Sorry for the delay in posting. I’m sure you can’t guess where all my time has gone. As an interesting diversion, the fun fact of the day is that pigs have the longest villi in their intestines of any species (according to my professor, at least. There will be fact-checking later.).
Remember way back two months ago when I took that trip to Tennessee? Well, one of the opportunities I had was to tour the Knoxville Zoo with one of the attending veterinarians. This actually proved to be a wise decision because the animals were familiar with her and were therefore willing to interact with us more.
The Knoxville Zoo is actually known for their turtle and tortoise breeding program. Remember those bog turtles at the Tulsa Zoo? Yeah, they breed them here.
These are actually hibernation tubs they put the hatchlings in to get them used to their natural environment. Don’t worry, the fencing is not to keep people out but to prevent raccoons from walking off with a convenient turtle for a snack.
They had several other species as well, including these star tortoises:
Unfortunately, the Knoxville Zoo suffers from a lack of funding for their reptile facility (which hasn’t been updated since the 1960s), though they were recently awarded a grant that will help them revamp the exhibit.
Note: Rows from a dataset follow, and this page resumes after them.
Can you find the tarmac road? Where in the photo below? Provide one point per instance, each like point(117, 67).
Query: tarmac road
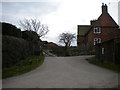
point(65, 72)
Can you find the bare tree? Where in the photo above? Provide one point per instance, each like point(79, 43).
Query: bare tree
point(67, 38)
point(34, 25)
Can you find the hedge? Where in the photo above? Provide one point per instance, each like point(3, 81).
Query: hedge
point(14, 50)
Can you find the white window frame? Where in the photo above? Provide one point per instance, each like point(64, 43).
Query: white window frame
point(97, 30)
point(103, 50)
point(97, 40)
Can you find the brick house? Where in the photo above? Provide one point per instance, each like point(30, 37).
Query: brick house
point(109, 51)
point(90, 35)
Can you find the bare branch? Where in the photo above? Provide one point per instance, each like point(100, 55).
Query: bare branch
point(67, 38)
point(34, 25)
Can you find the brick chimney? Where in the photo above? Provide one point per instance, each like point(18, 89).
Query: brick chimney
point(92, 22)
point(104, 8)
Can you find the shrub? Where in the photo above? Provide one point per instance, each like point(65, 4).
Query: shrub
point(13, 50)
point(11, 30)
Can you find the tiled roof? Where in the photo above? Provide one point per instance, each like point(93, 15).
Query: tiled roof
point(83, 29)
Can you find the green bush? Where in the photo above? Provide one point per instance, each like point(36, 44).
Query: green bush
point(13, 50)
point(10, 30)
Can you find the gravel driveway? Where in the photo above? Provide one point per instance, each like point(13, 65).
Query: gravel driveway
point(65, 72)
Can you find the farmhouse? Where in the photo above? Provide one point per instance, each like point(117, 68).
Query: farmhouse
point(97, 32)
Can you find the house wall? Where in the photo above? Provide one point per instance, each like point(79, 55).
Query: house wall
point(111, 51)
point(81, 42)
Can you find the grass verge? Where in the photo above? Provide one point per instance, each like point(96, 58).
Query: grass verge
point(23, 66)
point(106, 65)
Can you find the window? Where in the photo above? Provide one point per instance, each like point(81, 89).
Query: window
point(97, 30)
point(97, 40)
point(103, 50)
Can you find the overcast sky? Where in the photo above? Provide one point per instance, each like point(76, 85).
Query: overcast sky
point(59, 15)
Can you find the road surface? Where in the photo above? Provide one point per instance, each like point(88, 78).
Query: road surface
point(65, 72)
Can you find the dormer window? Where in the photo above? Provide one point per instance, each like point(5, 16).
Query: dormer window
point(97, 40)
point(97, 30)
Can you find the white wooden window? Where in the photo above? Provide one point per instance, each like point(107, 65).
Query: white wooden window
point(103, 50)
point(97, 30)
point(97, 40)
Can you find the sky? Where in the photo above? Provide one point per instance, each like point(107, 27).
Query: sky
point(59, 15)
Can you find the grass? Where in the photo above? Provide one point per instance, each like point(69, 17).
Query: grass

They also boast the largest (by weight) elephant in the United States, but if you look at their giraffe, you may question whether that weight is healthy or not.
This is what happens when you let the giraffe go through the drive through too many times. If you can’t see his fat rolls, I recommend clicking the picture for a larger size. The weird thing was that the spring-bok in the pen with him weren’t anywhere near as obese as he was. The meerkats definitely were, though. I guess they spent all the money they got from Meerkat Manor on caviar and foie gras.
The fun thing about our trip was that everybody was friendly. The chimpanzees brought their chairs and toys up to the window to interact with our guide, and the baby red pandas were as roly-poly as you’d expect from seeing just pictures of them. Even the rhinos were friendly, following us as we walked around their enclosure. (Now, I’m not saying friendliness in wild animals is good, but when they’re in a zoo/park and are acting as ambassadors for their species, it’s good that they’re comfortable with the idea of it.)
This guy, however, was not very friendly.
In fact, he acted like an old codger with kids on his lawn. The zoo has a walk-in enclosure where you can see the red pandas (which the zoo is also known for) close up. However, as soon as this adult saw our group opening the door, he walked up the tree, woke up his companion by gently pawing him, looked at us, then walked straight down the tree headfirst and went inside with his companion following him. What a grouch.
Pandas aside, the zoo is inhabited by workers who obviously love what they do and are suffering from a distinct lack of the money necessary for the upkeep of their facilities. It could do with better information and signage around the enclosures, but, as we had a guide, it was easy to forget that. Change those things and put the giraffe on a treadmill (Hey, petite lap giraffes can do it! Ha!) and this could easily be a pretty great zoo.